LFG – PROCESSO CIVIL – Aula 03 – Prof. Fernando Gajardoni – Intensivo II – 18/12/2009

TEORIA GERAL DO PROCESSO COLETIVO

Novidades legislativas – não têm a ver com processo coletivo, mas com processo civil. Como são matérias que eu dei, tenho que avisar. Duas leis alteraram o CPC:

1. Lei 12.122/09 (de 15/12/09) – Essa lei alterou o art. 275, do CPC, que é o que trata do procedimento sumário. A gente adota dois critérios para definir o cabimento do procedimento sumário:

Valor – Qualquer causa até 60 salários-mínimos Assunto – Causa de pedir (aí não tem teto. É qualquer valor) elencadas

pelo inciso II.

A grande novidade é que agora o art. 275 ganhou uma nova alínea: “g”. Hoje causas que versem sobre revogação de doação, não importando o valor, obedecerão ao procedimento sumário.

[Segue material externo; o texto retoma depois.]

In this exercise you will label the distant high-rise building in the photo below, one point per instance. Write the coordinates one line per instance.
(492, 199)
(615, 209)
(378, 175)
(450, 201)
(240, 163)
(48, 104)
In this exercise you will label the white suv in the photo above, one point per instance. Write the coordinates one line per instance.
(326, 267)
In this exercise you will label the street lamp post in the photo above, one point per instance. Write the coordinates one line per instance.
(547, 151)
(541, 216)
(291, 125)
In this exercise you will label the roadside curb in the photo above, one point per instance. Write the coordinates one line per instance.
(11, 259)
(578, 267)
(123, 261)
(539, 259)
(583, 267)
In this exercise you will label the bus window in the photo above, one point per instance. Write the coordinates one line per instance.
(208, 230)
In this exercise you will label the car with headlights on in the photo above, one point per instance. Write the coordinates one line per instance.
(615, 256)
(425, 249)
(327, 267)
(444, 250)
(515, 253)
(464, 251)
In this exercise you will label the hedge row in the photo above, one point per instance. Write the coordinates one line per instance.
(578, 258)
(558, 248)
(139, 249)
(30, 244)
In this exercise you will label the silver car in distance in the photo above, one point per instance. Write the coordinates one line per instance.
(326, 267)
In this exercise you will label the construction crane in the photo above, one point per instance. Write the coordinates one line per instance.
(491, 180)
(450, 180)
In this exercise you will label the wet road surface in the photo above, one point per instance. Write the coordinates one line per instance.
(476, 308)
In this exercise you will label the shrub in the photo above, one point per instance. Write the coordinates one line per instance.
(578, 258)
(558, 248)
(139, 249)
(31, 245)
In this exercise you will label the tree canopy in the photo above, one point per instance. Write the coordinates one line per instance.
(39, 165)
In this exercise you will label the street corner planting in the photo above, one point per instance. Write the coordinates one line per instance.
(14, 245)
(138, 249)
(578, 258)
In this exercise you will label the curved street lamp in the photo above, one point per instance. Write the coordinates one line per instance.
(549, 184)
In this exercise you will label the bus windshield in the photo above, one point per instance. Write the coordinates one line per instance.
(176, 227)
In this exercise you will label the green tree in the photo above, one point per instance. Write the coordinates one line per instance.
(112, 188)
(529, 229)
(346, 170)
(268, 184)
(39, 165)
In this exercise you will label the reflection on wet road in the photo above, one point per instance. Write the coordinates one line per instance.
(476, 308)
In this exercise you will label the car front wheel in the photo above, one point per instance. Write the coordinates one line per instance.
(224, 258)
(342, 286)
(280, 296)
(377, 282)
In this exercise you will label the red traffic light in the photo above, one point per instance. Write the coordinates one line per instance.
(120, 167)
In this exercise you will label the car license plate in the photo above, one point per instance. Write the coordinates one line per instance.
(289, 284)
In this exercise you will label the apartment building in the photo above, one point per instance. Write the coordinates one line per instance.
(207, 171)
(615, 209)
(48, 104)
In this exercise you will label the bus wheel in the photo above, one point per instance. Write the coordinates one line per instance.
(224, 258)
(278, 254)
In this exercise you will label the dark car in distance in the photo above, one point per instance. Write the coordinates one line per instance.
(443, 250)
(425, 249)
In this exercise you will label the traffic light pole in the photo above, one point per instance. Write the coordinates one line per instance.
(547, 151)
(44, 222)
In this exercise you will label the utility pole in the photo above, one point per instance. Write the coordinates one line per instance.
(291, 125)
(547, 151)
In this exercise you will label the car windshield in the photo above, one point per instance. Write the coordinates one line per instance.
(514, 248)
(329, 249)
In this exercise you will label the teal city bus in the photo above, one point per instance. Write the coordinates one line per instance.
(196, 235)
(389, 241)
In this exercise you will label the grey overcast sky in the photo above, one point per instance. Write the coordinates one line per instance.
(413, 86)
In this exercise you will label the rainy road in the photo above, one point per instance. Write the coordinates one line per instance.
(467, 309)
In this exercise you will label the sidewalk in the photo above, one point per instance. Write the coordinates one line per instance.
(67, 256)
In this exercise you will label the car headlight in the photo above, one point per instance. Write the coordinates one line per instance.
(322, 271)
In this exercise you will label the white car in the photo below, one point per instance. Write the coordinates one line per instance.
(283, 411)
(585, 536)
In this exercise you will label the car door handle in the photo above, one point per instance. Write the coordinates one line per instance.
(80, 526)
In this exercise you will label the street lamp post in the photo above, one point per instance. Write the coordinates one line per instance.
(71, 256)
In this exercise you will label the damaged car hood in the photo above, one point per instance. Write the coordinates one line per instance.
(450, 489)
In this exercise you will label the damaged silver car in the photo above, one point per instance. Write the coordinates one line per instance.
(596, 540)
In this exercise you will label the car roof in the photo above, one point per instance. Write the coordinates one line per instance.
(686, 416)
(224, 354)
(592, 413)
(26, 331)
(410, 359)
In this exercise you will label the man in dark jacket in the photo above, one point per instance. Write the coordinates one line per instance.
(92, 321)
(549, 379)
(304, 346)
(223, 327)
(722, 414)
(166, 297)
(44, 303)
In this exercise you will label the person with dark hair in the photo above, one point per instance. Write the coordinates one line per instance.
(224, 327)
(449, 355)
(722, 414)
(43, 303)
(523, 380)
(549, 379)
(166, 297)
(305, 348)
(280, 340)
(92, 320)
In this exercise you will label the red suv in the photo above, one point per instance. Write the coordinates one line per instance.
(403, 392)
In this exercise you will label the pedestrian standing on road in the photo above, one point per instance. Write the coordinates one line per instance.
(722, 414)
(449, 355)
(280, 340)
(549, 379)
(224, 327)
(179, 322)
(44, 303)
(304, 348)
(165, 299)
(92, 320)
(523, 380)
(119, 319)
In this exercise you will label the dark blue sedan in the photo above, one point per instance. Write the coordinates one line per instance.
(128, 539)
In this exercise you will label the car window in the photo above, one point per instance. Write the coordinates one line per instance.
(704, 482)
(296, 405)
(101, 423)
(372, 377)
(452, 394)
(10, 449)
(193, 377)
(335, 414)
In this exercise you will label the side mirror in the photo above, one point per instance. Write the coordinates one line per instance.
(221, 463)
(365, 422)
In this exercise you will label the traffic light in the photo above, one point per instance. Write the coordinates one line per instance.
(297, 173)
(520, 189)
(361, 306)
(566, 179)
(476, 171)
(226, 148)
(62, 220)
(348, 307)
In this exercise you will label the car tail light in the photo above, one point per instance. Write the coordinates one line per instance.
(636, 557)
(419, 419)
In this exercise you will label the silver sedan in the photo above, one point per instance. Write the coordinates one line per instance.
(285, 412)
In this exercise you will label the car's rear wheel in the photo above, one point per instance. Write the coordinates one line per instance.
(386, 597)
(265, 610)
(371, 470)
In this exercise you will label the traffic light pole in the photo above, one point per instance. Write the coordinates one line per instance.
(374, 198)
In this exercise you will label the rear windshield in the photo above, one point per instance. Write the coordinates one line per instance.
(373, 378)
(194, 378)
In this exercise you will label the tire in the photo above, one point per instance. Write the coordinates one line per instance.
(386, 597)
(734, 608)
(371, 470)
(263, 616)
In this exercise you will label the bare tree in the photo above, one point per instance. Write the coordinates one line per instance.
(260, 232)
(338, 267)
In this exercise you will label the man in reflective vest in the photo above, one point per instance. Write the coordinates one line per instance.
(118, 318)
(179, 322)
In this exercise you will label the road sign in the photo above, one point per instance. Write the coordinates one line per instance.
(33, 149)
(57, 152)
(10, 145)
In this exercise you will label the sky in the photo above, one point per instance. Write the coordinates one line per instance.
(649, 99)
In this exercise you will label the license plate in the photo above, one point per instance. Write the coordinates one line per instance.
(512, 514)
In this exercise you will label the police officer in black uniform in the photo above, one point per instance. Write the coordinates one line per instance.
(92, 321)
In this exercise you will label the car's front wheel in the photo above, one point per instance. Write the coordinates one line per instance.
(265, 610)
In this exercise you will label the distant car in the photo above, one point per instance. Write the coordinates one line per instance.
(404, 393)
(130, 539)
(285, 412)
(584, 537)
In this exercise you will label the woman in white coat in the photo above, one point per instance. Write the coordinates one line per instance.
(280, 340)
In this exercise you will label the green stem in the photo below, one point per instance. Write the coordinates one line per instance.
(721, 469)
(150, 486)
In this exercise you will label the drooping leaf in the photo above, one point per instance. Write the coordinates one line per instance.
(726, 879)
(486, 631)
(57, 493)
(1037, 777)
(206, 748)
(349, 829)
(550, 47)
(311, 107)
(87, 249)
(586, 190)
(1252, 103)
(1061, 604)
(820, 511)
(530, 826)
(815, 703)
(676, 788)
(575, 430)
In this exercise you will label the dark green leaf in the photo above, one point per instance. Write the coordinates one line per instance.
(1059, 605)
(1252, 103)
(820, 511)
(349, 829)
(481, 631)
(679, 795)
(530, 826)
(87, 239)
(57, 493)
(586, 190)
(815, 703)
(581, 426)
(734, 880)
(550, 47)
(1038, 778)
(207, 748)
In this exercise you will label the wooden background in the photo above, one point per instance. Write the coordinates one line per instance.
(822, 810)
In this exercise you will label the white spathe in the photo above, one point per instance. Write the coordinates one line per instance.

Art. 275 - Observar-se-á o procedimento sumário: I - nas causas cujo valor não exceda a 60 (sessenta)

vezes o valor do salário mínimo; II - nas causas, qualquer que seja o valor: a) de arrendamento rural e de parceria agrícola;b) de cobrança ao condômino de quaisquer

quantias devidas ao condomínio;c) de ressarcimento por danos em prédio urbano

ou rústico;d) de ressarcimento por danos causados em

acidente de veículo de via terrestre;e) de cobrança de seguro, relativamente aos danos

causados em acidente de veículo ressalvados os casos de processo de execução;

f) de cobrança de honorários dos profissionais liberais, ressalvado o disposto em legislação especial;

g) que versem sobre revogação de doação; (Acrescentado pela L-012.122-2009)

h) nos demais casos previstos em lei. (Alterado pela L-012.122-2009)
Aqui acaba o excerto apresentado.